Dans ce dernier cas, la règle de conduite peut obliger le
condamné à se soumettre à un traitement psychiatrique ou à des
contrôles médicaux réguliers (par exemple des contrôles d'urine).
Ordonner un suivi médical ou psychologique à la fin de l'exécution de la
peine et pendant le sursis partiel au titre de règle de conduite est
parfaitement admissible (cf. CCASS, 28 septembre 2009, n° 408).
c)aa) En l'espèce, en tenant compte, d'une part, des
antécédents de R., de sa situation personnelle, de la gravité de ses
agissements ainsi que du fait que le prénommé ne semblait guère avoir
pris conscience de la gravité de ses actes et, d'autre part, en prenant en
considération le début de stabilisation de l'accusé, le tribunal a conclu qu'il
convenait de mettre le recourant au bénéfice d'un sursis partiel à
l'exécution de la moitié de la peine.
La Cour de cassation fait sienne l’appréciation du
tribunal, qui n’a nullement fait preuve d’arbitraire en n'octroyant au
recourant qu'un sursis partiel, et ce pour plusieurs raisons.

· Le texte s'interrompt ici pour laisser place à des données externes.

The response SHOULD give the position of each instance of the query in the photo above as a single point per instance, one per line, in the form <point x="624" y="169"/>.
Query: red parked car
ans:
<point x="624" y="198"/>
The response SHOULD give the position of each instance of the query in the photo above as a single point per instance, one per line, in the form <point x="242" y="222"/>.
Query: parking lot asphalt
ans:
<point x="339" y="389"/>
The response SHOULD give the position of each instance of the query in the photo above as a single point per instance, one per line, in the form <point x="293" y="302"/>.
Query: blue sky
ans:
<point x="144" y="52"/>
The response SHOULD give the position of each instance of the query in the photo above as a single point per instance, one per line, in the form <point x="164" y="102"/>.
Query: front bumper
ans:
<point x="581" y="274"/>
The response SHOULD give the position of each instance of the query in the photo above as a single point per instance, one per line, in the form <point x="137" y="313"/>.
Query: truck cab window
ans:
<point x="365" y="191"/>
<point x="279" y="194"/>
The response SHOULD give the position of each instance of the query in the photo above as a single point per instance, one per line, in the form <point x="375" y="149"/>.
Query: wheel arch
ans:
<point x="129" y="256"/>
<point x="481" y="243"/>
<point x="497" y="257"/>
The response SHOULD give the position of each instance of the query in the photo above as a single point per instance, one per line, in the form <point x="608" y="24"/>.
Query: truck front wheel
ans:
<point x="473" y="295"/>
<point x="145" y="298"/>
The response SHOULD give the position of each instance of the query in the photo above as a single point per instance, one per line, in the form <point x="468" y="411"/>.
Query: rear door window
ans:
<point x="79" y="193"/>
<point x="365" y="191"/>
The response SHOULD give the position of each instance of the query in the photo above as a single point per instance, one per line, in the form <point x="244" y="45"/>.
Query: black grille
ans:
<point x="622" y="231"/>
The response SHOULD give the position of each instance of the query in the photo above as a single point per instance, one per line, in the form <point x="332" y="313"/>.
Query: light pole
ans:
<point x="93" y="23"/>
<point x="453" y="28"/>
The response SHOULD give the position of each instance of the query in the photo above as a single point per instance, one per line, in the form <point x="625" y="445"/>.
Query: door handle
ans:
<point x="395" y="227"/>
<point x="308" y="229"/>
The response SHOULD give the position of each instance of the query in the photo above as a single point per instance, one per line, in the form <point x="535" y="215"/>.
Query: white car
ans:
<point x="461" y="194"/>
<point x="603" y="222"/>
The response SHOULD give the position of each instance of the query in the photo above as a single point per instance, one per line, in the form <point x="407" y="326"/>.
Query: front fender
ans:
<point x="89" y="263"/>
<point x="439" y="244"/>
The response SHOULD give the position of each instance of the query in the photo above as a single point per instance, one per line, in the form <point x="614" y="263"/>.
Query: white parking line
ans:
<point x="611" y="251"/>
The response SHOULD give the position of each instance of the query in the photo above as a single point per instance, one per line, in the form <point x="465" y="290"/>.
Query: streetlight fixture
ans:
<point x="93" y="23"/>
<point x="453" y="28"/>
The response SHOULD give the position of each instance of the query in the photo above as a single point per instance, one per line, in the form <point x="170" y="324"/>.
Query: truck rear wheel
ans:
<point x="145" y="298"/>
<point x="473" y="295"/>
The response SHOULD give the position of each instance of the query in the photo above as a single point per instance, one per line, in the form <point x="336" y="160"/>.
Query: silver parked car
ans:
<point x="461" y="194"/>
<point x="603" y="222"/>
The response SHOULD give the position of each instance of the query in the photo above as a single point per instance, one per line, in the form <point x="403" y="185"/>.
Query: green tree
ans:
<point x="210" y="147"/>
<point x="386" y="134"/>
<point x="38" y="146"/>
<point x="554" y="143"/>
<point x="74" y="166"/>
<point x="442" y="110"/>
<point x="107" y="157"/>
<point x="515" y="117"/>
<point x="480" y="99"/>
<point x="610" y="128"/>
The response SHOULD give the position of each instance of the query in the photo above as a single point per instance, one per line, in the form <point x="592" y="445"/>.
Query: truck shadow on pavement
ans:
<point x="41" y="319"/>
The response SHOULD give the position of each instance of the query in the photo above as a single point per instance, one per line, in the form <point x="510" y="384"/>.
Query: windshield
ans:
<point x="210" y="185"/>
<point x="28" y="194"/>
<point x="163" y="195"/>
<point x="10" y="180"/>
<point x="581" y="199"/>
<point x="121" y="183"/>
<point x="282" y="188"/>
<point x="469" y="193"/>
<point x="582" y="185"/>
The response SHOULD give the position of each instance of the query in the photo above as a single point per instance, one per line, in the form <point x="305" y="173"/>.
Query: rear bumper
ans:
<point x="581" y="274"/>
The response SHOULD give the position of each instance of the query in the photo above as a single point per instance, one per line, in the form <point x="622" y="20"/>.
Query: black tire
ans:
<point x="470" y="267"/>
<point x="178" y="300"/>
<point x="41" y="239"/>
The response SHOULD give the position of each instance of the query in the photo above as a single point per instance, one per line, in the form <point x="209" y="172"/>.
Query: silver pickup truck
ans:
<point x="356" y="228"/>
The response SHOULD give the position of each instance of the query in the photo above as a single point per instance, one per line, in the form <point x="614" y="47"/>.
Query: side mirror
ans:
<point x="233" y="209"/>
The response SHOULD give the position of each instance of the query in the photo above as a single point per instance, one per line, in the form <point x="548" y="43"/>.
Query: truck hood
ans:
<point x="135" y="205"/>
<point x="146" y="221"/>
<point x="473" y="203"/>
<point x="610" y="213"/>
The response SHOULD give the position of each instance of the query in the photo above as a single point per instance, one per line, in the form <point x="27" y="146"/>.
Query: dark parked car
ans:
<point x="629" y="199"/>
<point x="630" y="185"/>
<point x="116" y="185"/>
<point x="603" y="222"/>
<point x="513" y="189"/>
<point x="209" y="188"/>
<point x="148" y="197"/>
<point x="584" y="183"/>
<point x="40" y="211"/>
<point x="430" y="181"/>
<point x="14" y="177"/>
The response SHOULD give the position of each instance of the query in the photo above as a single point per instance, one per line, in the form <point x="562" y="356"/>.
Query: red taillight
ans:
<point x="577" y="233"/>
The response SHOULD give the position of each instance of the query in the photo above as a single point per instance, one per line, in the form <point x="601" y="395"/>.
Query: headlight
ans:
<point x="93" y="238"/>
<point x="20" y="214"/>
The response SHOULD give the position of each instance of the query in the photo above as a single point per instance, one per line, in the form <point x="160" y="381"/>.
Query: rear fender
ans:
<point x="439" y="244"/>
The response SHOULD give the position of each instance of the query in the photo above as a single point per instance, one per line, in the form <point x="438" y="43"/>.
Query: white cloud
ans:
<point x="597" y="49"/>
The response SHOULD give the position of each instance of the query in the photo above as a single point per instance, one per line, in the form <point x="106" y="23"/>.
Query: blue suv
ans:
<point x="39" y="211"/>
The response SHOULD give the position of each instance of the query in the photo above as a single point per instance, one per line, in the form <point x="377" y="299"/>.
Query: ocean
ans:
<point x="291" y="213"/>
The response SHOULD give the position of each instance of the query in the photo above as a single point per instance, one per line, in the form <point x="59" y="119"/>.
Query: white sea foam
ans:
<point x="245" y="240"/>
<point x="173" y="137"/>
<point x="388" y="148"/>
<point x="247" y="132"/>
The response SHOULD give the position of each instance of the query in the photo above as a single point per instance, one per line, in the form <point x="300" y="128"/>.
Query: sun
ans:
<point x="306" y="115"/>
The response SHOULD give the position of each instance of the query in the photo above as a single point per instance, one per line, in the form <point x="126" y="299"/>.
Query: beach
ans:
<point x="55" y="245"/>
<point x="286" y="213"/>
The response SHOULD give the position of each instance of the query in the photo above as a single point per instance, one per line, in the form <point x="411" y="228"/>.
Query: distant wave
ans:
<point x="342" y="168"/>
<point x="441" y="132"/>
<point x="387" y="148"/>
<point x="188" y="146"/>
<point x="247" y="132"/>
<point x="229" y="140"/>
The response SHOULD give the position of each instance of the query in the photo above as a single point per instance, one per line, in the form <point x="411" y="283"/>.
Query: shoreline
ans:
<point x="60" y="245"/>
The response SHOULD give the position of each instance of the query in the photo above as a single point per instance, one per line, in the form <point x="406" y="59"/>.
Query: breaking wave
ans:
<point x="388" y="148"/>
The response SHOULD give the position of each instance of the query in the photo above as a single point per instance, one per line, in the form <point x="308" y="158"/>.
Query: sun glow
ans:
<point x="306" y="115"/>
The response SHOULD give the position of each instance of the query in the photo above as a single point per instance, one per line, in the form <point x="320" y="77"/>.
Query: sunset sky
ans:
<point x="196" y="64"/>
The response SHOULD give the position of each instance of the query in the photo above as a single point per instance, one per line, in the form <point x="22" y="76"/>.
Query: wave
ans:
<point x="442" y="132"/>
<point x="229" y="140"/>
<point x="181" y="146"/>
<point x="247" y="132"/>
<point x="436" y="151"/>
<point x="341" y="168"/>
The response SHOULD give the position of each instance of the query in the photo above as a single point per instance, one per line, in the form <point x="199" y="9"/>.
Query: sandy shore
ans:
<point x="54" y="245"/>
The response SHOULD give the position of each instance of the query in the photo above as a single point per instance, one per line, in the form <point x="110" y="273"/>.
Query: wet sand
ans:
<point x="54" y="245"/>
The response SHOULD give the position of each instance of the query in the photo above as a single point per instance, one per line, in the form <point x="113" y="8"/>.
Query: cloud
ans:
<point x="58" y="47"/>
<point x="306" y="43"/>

Premièrement, force est de constater que l'intéressé a
été condamné une première fois le 5 septembre 2006 à trois jours
d'emprisonnement avec sursis pendant deux ans pour violation de
domicile, puis le 11 mars 2008 à trente jours-amende pour violation grave
des règles de la circulation routière. R. a ainsi non seulement
récidivé dans le délai d'épreuve de deux ans, mais il a continué à agir
après la condamnation de 2008 survenue pendant ce même délai. S'il est
vrai que le prénommé "n'a pas récidivé dans le même registre
d'infractions", comme le tribunal l'a relevé (jugt, p. 16, par. 2), il a
toutefois commis des infractions plus graves que les précédentes.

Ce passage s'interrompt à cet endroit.